If you call Vanguard at 1 (877) 662-7447, ask for a prospectus for the Vanguard Total Stock Market Index Fund (VTSMX) (or something equivalent). It’s similar to Fidelity’s offering but entails a tiny 0.14% annual expense fee, which is the case with most mutual funds. This isn’t a fee that you pay directly; it is deducted over the course of the year. It’s so small that I wouldn’t let that dissuade you from investing in Vanguard instead of Fidelity, but if you find a fund at a different company with a higher expense ratio (~0.5% or higher for an index fund), I would avoid it.

Step 5: Decide on the type of account.

You need to determine the kind of account you would like to open. You can open a regular account, but as it starts to grow, you will owe taxes on your gains. As a result, I would recommend a Roth Individual Retirement Account (IRA) for most people.

If your Modified Adjusted Gross Income (MAGI) is under $139,000 this year as a single filer or under $206,000 if you are married and file jointly, you can contribute up to $6,000 a year if you’re under age 50 and up to $7,000 if over 50. This money isn’t tax deductible, but the gains aren’t taxed. When you withdraw the money, you won’t pay taxes on potentially huge gains.

Alternatively, you can open a regular IRA account (or if your workplace offers a 401k, you could take advantage of that). The advantage here is that the money you contribute is deductible from your taxes, but you have to pay taxes later on all withdrawals. Further, with both a regular and Roth IRA, there are penalties for withdrawing before you turn 59 and a half in most cases. That provides an incentive for leaving the money in and letting it grow.

If you want to have penalty-free access to your funds at all times and are willing to pay the taxes as you go, just opt for a regular account. If you want maximum wealth-building and think you can leave the funds alone until you are 59 and a half, then opt for one of the IRA accounts.

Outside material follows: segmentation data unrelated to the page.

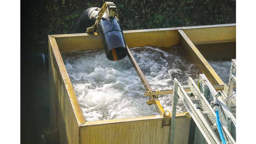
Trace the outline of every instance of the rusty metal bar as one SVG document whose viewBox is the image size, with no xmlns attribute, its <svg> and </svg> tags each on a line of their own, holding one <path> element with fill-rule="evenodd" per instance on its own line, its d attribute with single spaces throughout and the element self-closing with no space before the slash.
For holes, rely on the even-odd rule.
<svg viewBox="0 0 256 144">
<path fill-rule="evenodd" d="M 147 91 L 152 91 L 152 89 L 151 88 L 148 82 L 148 81 L 146 79 L 144 75 L 142 73 L 142 72 L 141 71 L 141 70 L 140 69 L 140 68 L 139 67 L 139 65 L 138 65 L 137 62 L 135 60 L 133 56 L 132 55 L 132 54 L 131 52 L 131 51 L 130 51 L 129 48 L 126 45 L 126 47 L 127 48 L 127 50 L 128 51 L 128 57 L 129 58 L 130 61 L 131 61 L 131 63 L 132 63 L 133 67 L 135 69 L 135 70 L 136 71 L 136 72 L 137 73 L 137 74 L 139 76 L 139 77 L 140 78 L 140 80 L 141 81 L 141 82 L 143 84 L 143 85 L 144 86 L 144 87 L 146 89 L 146 90 Z M 163 107 L 162 107 L 161 105 L 160 104 L 160 103 L 159 102 L 159 101 L 158 99 L 156 98 L 155 95 L 150 96 L 150 99 L 154 101 L 154 104 L 155 105 L 155 106 L 156 108 L 156 109 L 157 110 L 157 111 L 158 112 L 158 113 L 160 115 L 163 114 L 164 111 L 164 109 L 163 109 Z"/>
</svg>

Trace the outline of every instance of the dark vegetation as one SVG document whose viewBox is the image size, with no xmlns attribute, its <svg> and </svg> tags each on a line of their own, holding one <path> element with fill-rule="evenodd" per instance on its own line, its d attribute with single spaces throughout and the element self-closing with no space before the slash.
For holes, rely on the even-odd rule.
<svg viewBox="0 0 256 144">
<path fill-rule="evenodd" d="M 236 23 L 235 0 L 109 1 L 116 5 L 124 30 Z M 33 108 L 36 104 L 33 100 L 42 95 L 42 91 L 48 90 L 43 87 L 39 88 L 41 85 L 48 86 L 48 83 L 45 82 L 48 80 L 45 76 L 49 74 L 48 68 L 41 72 L 33 69 L 27 64 L 29 60 L 26 55 L 47 53 L 48 35 L 71 33 L 85 10 L 92 7 L 101 7 L 105 1 L 21 1 L 21 143 L 40 143 L 41 133 L 38 133 L 38 124 L 33 114 L 38 111 Z M 8 15 L 8 12 L 4 14 Z M 16 20 L 17 15 L 10 16 L 14 21 Z M 10 22 L 6 22 L 5 24 Z"/>
<path fill-rule="evenodd" d="M 236 23 L 235 0 L 110 0 L 123 30 Z M 48 35 L 71 33 L 83 12 L 105 0 L 27 0 L 21 3 L 30 53 L 48 52 Z M 22 29 L 22 25 L 21 28 Z"/>
</svg>

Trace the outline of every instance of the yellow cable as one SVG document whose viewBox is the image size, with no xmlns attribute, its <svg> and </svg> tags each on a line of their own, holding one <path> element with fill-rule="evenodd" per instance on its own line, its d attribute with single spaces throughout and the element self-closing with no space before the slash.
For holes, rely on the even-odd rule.
<svg viewBox="0 0 256 144">
<path fill-rule="evenodd" d="M 199 83 L 200 83 L 200 82 L 203 81 L 203 80 L 202 80 L 200 81 L 199 81 L 199 82 L 198 82 L 198 83 L 197 84 L 197 87 L 198 87 L 198 89 L 199 89 L 199 90 L 200 90 L 200 89 L 199 88 Z"/>
</svg>

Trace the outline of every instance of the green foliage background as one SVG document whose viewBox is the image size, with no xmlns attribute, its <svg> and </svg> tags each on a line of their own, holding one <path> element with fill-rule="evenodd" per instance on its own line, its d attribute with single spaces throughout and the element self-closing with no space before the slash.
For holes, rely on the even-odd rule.
<svg viewBox="0 0 256 144">
<path fill-rule="evenodd" d="M 109 1 L 116 5 L 123 30 L 236 23 L 236 2 L 234 0 Z M 93 7 L 101 7 L 105 2 L 24 2 L 21 5 L 25 18 L 22 22 L 28 28 L 26 36 L 30 40 L 27 42 L 27 48 L 30 49 L 31 53 L 48 52 L 48 35 L 71 33 L 85 10 Z M 44 45 L 39 46 L 42 44 Z"/>
</svg>

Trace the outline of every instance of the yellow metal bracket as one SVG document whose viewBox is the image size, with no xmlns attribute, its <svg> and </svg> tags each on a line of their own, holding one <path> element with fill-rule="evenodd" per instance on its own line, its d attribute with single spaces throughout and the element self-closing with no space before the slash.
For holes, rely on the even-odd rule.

One size doesn’t fit all here. Explain your situation when you call, and they can potentially advise you on the right account for you. If you are able to save a lot of money, you may want to maximize a Roth or regular IRA first, and then put the rest into a regular account.

Step 6: Automate the investments.

There will be an option to fund this account with periodic automatic withdrawals from your checking or savings account. Once you figure out how much you can comfortably save, this is the option you want to choose. That way, once it’s all set up, you don’t have to do anything except keep putting money into your savings account.

Step 7: Grow wealthy.

This is self-explanatory. It will happen over time. The speed will be dictated by how much you can save, and the market performance in coming years.

The long-term annual average return of the S&P 500 is 9.8%, but there’s no guarantee that’s what you will get. Year-to-year returns can vary enormously. There may be years that the fund falls by 40% and years that it rises by 40%. But over time, there should be more winning years than losing years, and your wealth will grow.

Don’t pay attention to the returns in the short-term. Those annual ups and downs are noise. You don’t care about the annual return; you care about what happens over the long-term. If you can block out or just ignore that short-term noise, this is a winning strategy to wealth-building. However, if you tend to panic and sell when the market is tanking, you will find it much more difficult to build wealth over time.

Good luck. The younger you start the easier it is. A 20-year old needs to save only $165 a month under this strategy (and assuming the long-term average S&P 500 return) to accumulate a million dollars by the age of 60. Wait until you are 30, and that monthly savings rate jumps to $434 a month. But if you manage to save $434 a month from the age of 20, you will reach a million dollars by the age of 50.

It’s never too late to start. Saving something is better than saving nothing.